Mojtaba Mirtahmasb

Un article de Wikipédia, l'encyclopédie libre.
Aller à : navigation, rechercher

Mojtaba Mirtahmasb est un réalisateur iranien né en 1971 à Kerman, spécialisé dans les films documentaires. Il est principalement connu en Europe et aux États-Unis pour être le coréalisateur, avec Jafar Panahi, du film Ceci n'est pas un film.

Biographie[modifier | modifier le code]

Mojtaba Mirtahmasb effectue ses études supérieures lors des années 1992 à 1995 à l'Université des arts « Mojtame’-e Daneshgahiyeh Honar » à Téhéran, où il obtient un Bachelor of Arts dans le domaine des arts visuels et de l'artisanat, avec une préférence pour le cinéma et la photographie.

Entre 1996 et 1997, il publie une série de 9 documentaires cofinancés par la chaîne de télévision iranienne sur « l'art islamique et la culture matérielle du chiisme iranien », où il traite dans un but de transmission aux jeunes générations des sujets tels que les bannières, le travail du calicot, l'art du vitrage et des émaux, le travail à base de miroirs dans l'architecture islamique, la sculpture sur chaux, le carrelage islamique, la gravure du métal, les travaux d'aiguille islamique et le travail du cuivre.

En 1997, lors de son service militaire, il réalise trois clips sur « la guerre et ses martyrs », qui lui valent plusieurs prix nationaux.

À partir de 1998, ses films s'orientent vers des sujets plus sociologiques, traitant de l'art, de la jeunesse et des femmes[1].

Notoriété à l'étranger[modifier | modifier le code]

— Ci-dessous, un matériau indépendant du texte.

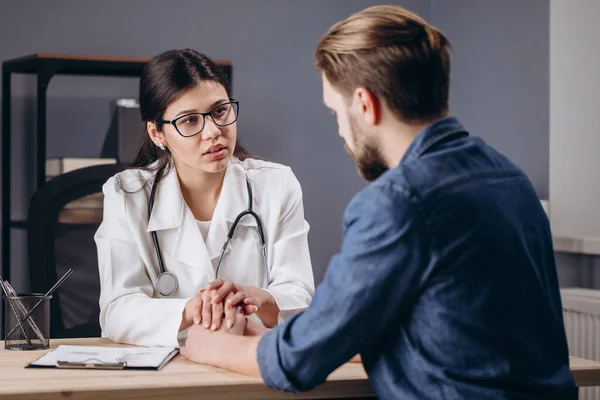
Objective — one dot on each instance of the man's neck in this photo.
(397, 138)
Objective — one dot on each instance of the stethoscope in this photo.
(167, 283)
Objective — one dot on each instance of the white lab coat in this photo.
(132, 311)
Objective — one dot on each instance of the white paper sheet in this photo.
(134, 357)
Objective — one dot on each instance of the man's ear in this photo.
(156, 136)
(367, 105)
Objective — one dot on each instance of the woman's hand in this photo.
(252, 299)
(200, 309)
(220, 291)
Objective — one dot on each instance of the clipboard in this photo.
(105, 358)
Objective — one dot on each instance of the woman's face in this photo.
(210, 150)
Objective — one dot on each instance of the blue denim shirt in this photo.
(445, 284)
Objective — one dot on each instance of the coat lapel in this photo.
(172, 215)
(232, 201)
(176, 226)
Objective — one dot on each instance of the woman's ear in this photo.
(157, 137)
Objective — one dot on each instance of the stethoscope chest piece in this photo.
(166, 284)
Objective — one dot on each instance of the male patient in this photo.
(445, 283)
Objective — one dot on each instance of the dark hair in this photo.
(163, 79)
(393, 53)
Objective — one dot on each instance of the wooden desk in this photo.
(181, 379)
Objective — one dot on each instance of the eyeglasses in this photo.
(192, 124)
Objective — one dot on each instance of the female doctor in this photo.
(165, 260)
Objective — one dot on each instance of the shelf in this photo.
(73, 64)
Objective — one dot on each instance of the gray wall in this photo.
(500, 76)
(270, 44)
(500, 85)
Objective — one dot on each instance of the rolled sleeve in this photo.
(268, 363)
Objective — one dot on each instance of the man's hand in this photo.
(202, 345)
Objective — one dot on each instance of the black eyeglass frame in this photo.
(204, 115)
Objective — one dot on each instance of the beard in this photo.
(368, 158)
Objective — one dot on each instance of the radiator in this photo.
(581, 312)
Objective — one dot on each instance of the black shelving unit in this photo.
(46, 66)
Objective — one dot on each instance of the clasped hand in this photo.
(219, 301)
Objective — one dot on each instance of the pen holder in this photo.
(27, 322)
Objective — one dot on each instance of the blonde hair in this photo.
(393, 53)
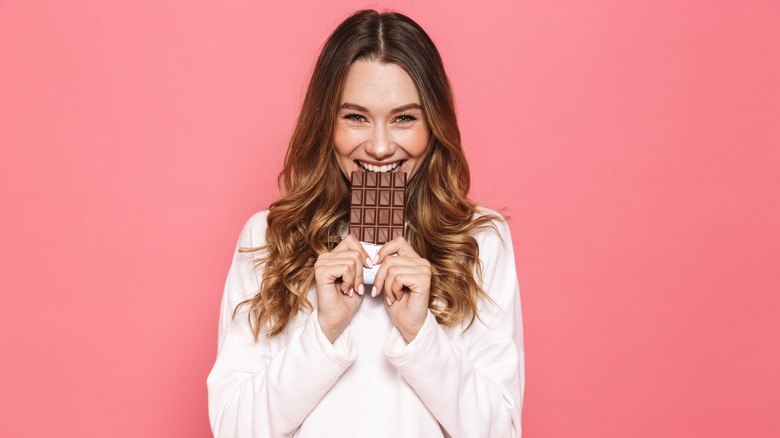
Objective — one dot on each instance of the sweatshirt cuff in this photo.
(399, 352)
(342, 352)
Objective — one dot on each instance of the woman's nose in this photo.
(380, 146)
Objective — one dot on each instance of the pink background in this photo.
(634, 144)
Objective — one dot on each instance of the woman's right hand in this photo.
(339, 278)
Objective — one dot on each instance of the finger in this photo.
(399, 246)
(350, 243)
(340, 270)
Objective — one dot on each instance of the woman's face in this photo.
(380, 125)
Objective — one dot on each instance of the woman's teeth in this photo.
(386, 168)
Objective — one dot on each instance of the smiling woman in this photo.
(381, 126)
(436, 348)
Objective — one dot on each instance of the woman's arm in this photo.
(267, 389)
(473, 382)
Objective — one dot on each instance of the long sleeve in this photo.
(472, 382)
(266, 389)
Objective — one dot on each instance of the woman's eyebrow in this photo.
(400, 109)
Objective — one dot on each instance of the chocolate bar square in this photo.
(377, 205)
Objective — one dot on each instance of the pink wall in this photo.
(634, 144)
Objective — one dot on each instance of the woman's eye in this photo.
(355, 117)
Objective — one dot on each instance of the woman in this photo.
(434, 348)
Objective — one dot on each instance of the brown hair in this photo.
(304, 222)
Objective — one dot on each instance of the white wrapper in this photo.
(369, 274)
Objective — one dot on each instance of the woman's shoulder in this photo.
(493, 224)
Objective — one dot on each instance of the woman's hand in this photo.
(406, 283)
(339, 278)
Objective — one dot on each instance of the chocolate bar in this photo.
(376, 213)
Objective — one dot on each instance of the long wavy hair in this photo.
(314, 202)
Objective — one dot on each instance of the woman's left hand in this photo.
(406, 283)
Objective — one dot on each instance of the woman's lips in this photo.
(391, 167)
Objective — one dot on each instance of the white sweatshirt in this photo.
(370, 382)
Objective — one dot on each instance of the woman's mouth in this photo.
(392, 167)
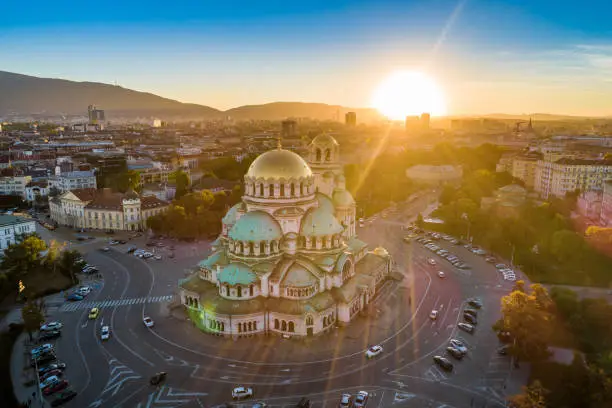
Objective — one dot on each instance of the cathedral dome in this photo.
(324, 139)
(320, 222)
(343, 198)
(256, 226)
(277, 164)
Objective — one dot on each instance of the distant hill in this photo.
(51, 97)
(27, 95)
(282, 110)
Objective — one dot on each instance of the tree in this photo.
(32, 315)
(528, 324)
(533, 396)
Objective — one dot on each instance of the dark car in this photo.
(456, 353)
(304, 403)
(49, 335)
(443, 363)
(55, 387)
(477, 303)
(469, 318)
(63, 398)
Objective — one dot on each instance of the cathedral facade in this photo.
(288, 260)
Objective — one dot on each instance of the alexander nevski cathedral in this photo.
(288, 261)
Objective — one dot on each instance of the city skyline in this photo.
(502, 57)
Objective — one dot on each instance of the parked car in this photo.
(239, 393)
(374, 351)
(466, 327)
(148, 321)
(443, 363)
(51, 326)
(361, 399)
(63, 397)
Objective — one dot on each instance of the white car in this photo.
(51, 326)
(361, 400)
(105, 333)
(458, 345)
(242, 393)
(148, 321)
(373, 351)
(54, 379)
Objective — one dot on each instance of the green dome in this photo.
(256, 226)
(325, 202)
(320, 222)
(237, 274)
(343, 198)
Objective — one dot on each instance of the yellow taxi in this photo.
(94, 312)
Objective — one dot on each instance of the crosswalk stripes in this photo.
(73, 307)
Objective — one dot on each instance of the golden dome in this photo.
(277, 164)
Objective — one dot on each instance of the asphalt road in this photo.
(203, 369)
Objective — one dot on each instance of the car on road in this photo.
(74, 297)
(51, 326)
(50, 367)
(456, 353)
(239, 393)
(458, 344)
(443, 363)
(361, 399)
(49, 335)
(61, 385)
(105, 333)
(148, 321)
(346, 401)
(374, 351)
(466, 327)
(477, 303)
(94, 313)
(469, 318)
(64, 397)
(45, 348)
(49, 381)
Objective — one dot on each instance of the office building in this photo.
(350, 119)
(12, 227)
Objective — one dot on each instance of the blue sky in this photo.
(487, 55)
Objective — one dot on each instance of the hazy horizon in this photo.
(509, 57)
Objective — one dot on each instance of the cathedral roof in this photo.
(256, 226)
(237, 273)
(343, 198)
(277, 164)
(320, 222)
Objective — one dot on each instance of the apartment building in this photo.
(105, 210)
(11, 227)
(14, 185)
(73, 180)
(556, 178)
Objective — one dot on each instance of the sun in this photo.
(408, 93)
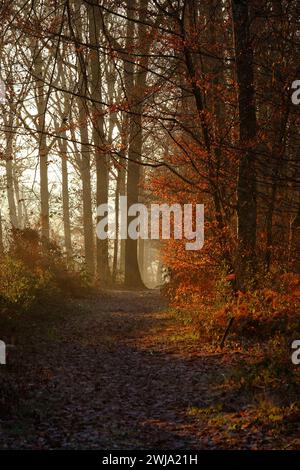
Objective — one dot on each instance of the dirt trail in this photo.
(103, 383)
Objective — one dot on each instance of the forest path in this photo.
(106, 378)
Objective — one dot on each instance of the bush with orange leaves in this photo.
(264, 312)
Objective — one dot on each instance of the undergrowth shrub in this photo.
(34, 269)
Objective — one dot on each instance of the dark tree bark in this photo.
(246, 185)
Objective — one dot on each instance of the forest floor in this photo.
(117, 372)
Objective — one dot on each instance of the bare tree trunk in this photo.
(94, 16)
(135, 90)
(84, 159)
(43, 149)
(19, 201)
(1, 236)
(10, 177)
(246, 186)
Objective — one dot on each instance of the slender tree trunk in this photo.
(135, 90)
(246, 186)
(43, 149)
(102, 266)
(10, 178)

Coauteur avec Jafar Panahi du film Ceci n'est pas un film, présenté en hors compétition au Festival de Cannes, il a par la suite été emprisonné lors de son retour en Iran. Lors d'une interview donnée au journal le Monde lors du Festival, il dénonce les pressions exercées par le régime de Téhéran sur les réalisateurs, « en particulier sur ceux qui ont participé aux manifestations contre la réélection de Mahmoud Ahmadinejad, en juin 2009 », et indique que quatre de ses reportages ont été interdits[2].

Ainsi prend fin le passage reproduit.